The film transports us to New England in the 1630’s. What is important to keep in mind is the time period; this is a time when scientific reason had no place, and the settlers of the time were ruled by their faith. The land that surrounded the villages was mostly untouched, and in the darkness, evil was believed to lurk. Robert Eggers beautifully captures the time period here, everything from the sets, the costumes, to even the Old English dialect used by the characters is authentic and helps immerse us into this time. One of my few nitpicks with the film is that the language is so authentic I had trouble with some of the dialog, as did others around me, and perhaps subtitles could have been used, but I’m afraid it would have taken me out of this world created for us.

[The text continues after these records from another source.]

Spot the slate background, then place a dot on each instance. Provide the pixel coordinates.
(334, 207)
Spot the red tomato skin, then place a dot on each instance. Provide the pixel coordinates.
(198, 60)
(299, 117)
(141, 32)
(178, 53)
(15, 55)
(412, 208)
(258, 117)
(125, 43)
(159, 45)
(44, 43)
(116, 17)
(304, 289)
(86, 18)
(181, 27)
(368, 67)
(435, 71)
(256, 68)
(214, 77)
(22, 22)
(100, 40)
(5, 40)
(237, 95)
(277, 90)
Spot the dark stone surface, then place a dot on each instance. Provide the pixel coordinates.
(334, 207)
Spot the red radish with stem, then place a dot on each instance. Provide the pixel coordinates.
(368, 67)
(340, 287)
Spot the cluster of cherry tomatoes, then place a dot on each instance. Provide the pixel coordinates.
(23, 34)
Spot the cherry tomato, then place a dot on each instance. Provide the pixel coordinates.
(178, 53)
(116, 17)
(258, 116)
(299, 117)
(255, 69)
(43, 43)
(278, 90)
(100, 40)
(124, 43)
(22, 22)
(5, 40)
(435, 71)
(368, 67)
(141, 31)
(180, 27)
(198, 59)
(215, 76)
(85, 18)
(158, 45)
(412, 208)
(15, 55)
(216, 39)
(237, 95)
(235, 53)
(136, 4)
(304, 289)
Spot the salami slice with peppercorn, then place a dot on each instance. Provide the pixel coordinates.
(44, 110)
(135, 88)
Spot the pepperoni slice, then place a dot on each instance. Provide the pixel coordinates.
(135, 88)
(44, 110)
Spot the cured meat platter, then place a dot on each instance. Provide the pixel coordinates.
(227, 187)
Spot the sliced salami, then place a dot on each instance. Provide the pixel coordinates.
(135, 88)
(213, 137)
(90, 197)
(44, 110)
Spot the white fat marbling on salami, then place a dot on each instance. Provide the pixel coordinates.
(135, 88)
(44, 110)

From the get-go the film immerses us in mystery as we are introduced to a family that is in the process of being banished from their village. The reasons for them being forced to leave the village is never really explained, but that is fine; it’s simply a device that helps the viewer form their own opinion on the events that slowly unfold in the film. And I do mean slowly, though creepy things occur early on in the film, The Witch does have a very slowly and deliberate pace that may turn off some viewers, or simply help build on the anticipation of what will occur next.
When the family reaches the edge of the woods and decides to build their new home, the film carefully takes its hold on the audience. For those that have seen the trailer and the moment where the baby seems to disappear in the middle of a game of peek-a-boo, well, how that sequence plays out is only the start of the uncomfortable horror that continues to play out. The family wishes to write it off as simply wolves running off with the baby, but we know it is something far more sinister.
It’s with the loss of the baby where the family dynamic set up here begins to splinter and fall apart. The father, William (Ralph Ineson) has his attention on building their homes and tending their crops; he leads his family through his belief in the Bible. As the crops die and bad luck continues to plague the family, he sees this as a test from his lord, while the answer to their suffering may be in the woods. Thomasin (Anya Taylor-Joy) is the daughter who is blossoming into womanhood (to the point her younger brother is stealing glances of her developing bosom), and it is she who seems to believe there is something wicked in the woods and that it is coming for her family.
To say anything more about the plot as it progresses into darkness would be unfair to those that have yet to see this. It’s a film experience that thrives on making the viewer feel uncomfortable, and it comes as no surprise that the Church of Satan group endorses this film; it reminds me of the old school gimmicks films would have to bring in audiences. For some who exit the theater, the film may cause a spark of renewed faith, while others will come away with theories of their own about the film. I can’t think of a greater compliment to this film than to say how long its story and imagery has stuck with me, and it’s a film I look forward to discuss with others and experience it again.
The Witch reminds me about what makes cinema great. An audience can sit together and watch the same film and come out with drastically different opinions on what they’ve witnessed. This is what the film-going experience is about, to sit in a dark auditorium and be taken to another time and reminded what it was like to be scared of the unknown. I can’t wait to see this again and to look for details I missed the first time, and I’m positive this is a title that will go into my Halloween film tradition, right alongside The Exorcist and The Beyond. This is not your modern witch tale, with kids dressed in black and heavy eye shadow; this is a reminder of what evil can be, and that when it’s coming for you, nothing can stop it.